According to a new study commissioned by the Department of Health and Human Services, Agency for Healthcare Research and Quality, more than half of the nation's HMOs used pay-for-performance programs in their contracts with doctors and hospitals in 2005.

The study, titled Pay-for-Performance in Commercial HMOs, was conducted by the Harvard School of Public Health and Harvard Medical School and was published in the Nov. 2 issue of the New England Journal of Medicine.

It found that nearly 90% of the 242 HMOs surveyed used pay-for-performance as part of their physician compensation and more than 30% included pay-for-performance in their hospital contracts.

"This study is the first to assess the prevalence of pay-for-performance programs among HMOs and describe how they are used among physicians and hospitals," said AHRQ Director Carolyn M. Clancy, M.D. "The findings are exceedingly valuable and come at a time when the federal government is beginning to develop a value-based hospital payment system for Medicare enrollees," Clancy said.

According to AHRQ, pay-for-performance arrangements are an increasingly popular way for payers to reward doctors and hospitals for adhering to evidence-based standards of clinical care.

The federal government will be looking at ways to incorporate pay-for-performance into traditional Medicare by 2009, researchers said.

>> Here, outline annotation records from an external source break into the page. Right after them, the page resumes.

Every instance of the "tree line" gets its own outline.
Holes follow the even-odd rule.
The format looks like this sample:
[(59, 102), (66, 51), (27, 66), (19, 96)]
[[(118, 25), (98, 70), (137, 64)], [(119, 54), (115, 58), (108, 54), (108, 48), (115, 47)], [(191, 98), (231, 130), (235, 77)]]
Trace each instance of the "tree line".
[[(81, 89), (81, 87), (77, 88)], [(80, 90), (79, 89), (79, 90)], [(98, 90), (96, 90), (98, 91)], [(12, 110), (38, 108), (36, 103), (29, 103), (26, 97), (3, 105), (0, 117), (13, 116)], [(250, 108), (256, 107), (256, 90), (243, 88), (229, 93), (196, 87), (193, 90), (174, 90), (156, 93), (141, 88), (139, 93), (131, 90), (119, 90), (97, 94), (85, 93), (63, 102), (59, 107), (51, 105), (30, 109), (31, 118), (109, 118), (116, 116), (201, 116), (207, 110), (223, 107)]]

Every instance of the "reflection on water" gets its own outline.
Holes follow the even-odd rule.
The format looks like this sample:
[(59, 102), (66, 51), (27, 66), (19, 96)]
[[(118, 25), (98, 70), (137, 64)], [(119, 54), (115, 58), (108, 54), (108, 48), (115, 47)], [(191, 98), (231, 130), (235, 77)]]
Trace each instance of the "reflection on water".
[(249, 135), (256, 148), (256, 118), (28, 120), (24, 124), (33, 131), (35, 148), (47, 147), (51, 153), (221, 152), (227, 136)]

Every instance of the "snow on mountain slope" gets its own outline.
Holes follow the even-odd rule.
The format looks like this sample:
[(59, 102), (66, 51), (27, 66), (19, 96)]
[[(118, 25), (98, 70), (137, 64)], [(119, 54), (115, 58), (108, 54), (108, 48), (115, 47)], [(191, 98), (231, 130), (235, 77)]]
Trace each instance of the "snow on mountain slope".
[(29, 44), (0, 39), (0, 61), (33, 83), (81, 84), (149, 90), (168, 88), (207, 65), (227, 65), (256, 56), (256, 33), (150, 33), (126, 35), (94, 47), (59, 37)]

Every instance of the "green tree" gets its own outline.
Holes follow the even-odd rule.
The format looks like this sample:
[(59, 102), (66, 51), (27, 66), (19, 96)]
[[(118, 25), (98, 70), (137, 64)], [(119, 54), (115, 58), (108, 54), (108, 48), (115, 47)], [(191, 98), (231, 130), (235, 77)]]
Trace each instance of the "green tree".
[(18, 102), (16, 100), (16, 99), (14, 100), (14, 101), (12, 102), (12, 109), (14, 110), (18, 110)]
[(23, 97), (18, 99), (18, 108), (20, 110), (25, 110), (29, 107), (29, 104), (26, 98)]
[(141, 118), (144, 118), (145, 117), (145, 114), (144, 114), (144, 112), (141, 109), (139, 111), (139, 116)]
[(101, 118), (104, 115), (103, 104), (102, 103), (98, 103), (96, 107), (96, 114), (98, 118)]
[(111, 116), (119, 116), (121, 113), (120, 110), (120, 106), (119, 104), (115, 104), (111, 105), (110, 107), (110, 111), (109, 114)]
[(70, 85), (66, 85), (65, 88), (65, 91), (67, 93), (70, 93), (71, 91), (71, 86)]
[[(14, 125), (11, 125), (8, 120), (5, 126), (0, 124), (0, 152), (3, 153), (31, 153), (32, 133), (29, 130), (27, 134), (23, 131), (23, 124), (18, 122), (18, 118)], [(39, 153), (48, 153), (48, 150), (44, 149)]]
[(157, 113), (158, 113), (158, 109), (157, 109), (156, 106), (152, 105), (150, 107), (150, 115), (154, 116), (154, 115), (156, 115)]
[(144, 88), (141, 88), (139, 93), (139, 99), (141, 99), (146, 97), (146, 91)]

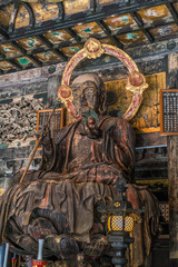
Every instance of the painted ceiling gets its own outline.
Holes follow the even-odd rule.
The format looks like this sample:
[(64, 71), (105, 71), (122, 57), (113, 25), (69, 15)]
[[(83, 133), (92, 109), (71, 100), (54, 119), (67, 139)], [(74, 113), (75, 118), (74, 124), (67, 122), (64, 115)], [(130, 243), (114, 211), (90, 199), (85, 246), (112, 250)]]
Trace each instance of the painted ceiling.
[(0, 75), (68, 61), (89, 37), (123, 50), (176, 38), (178, 2), (0, 0)]

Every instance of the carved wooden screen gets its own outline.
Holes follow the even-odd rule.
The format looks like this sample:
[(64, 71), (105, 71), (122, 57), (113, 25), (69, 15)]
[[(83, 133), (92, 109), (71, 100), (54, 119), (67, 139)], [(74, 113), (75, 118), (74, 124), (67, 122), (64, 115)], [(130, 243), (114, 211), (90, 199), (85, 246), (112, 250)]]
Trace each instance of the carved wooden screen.
[(178, 135), (178, 89), (160, 91), (160, 134)]
[[(37, 131), (39, 130), (40, 126), (44, 126), (47, 123), (51, 112), (52, 109), (38, 110)], [(63, 108), (60, 108), (56, 109), (49, 123), (52, 139), (56, 139), (58, 137), (58, 132), (62, 127), (63, 127)]]

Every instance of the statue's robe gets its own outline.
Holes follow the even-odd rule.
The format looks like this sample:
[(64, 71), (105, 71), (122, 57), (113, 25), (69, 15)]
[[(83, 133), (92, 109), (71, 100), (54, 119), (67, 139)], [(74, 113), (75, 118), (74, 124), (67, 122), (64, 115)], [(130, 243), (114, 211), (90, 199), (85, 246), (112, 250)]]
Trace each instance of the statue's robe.
[[(127, 198), (132, 207), (146, 208), (144, 220), (135, 224), (131, 256), (132, 266), (144, 263), (158, 208), (146, 189), (130, 185), (135, 164), (134, 131), (127, 121), (111, 117), (103, 117), (99, 128), (101, 136), (91, 139), (83, 132), (81, 121), (65, 127), (52, 141), (52, 154), (51, 149), (48, 154), (48, 148), (43, 152), (40, 170), (28, 172), (22, 184), (3, 194), (1, 241), (9, 241), (13, 251), (37, 251), (38, 238), (48, 235), (50, 228), (47, 224), (47, 228), (36, 231), (33, 219), (38, 216), (52, 221), (55, 234), (67, 233), (77, 241), (89, 243), (95, 207), (99, 201), (106, 204), (116, 199), (118, 192), (113, 185), (123, 176), (129, 182)], [(98, 233), (103, 234), (106, 229), (99, 225)], [(44, 254), (48, 256), (51, 251), (44, 248)]]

The study surveyed health plans that offered commercial HMO products in 41 U.S. markets with at least 100,000 HMO enrollees. The markets in the sample represented 91% percent of U.S. HMO enrollees and 78 percent of the U.S. metropolitan population. 

Measures promoted by The Leapfrog Group, a quality improvement organization, were used in the study, and included intensive care unit staffing, use of computerized physician order entry systems, and volume standards for high-risk procedures.

"Leapfrog is excited to see as much pay-for-performance as this study found, but it is only a first step," said Catherine Eikel, director of programs at the The Leapfrog Group.  "We see this as a good movement forward, but a lot more can be done to align incentives to quality."

Currently, The Leapfrog Group is engaged in "active conversations" with the Centers for Medicare & Medicaid Services as it considers pay-for-performance standards, Eikel said.

In another look at the pay-for-performance issue, a report released Sept. 21 by the Institute of Medicine called for HHS to gradually replace the current Medicare fee-for-service system with pay-for-performance. The current system does little to promote improvements in quality of care for Medicare's 42 million beneficiaries, IOM said.